Research into treatment of anorexia in adolescents
Few controlled clinical trials have been conducted to explore efficacious outpatient treatments for adolescents with anorexia (1). While research has not been extensive, recent published reports of the treatment for adolescent AN have been more encouraging.
This handful of treatment trials (2) all investigated a particular type of family-based treatment which is designed to:
Prevent hospitalization of the adolescent by assisting the parents in their efforts to help their adolescent in his/her recovery from AN, and; to return him/her to normal adolescent development unencumbered by the eating disorder. This treatment was conceived by a team of child and adolescent psychiatrists and psychologists at the Maudsley Hospital in London and has come to be known as the Maudsley Approach or Family-based Treatment (FBT) for AN.

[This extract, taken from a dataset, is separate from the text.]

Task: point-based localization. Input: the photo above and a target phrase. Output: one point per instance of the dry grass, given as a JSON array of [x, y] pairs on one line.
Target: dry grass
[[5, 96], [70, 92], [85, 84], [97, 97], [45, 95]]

These studies have all demonstrated the efficacy of this treatment – that is, approximately two thirds of adolescent AN patients are recovered at the end of FBT while 75 - 90% are fully weight recovered at five-year follow-up(3). Similar improvements in terms of psychological factors were also noted for these patients. Clinical and research endeavors by The University of Chicago and Stanford University have shown promising results in their FBT studies, which are comparable to the positive outcomes that were initially established in the Maudsley studies. These researchers have shown that most young patients with AN require on average no more than 20 treatment sessions over the course of 6-12 months, and that about 80% of patients are weight restored with a start or resumption of menses at the conclusion of treatment(4).
The Maudsley Approach
The Maudsley approach can mostly be construed as an intensive outpatient treatment where parents play an active and positive role in order to: Help restore their child’s weight to normal levels expected given their adolescent’s age and height; hand the control over eating back to the adolescent, and; encourage normal adolescent development through an in-depth discussion of these crucial developmental issues as they pertain to their child.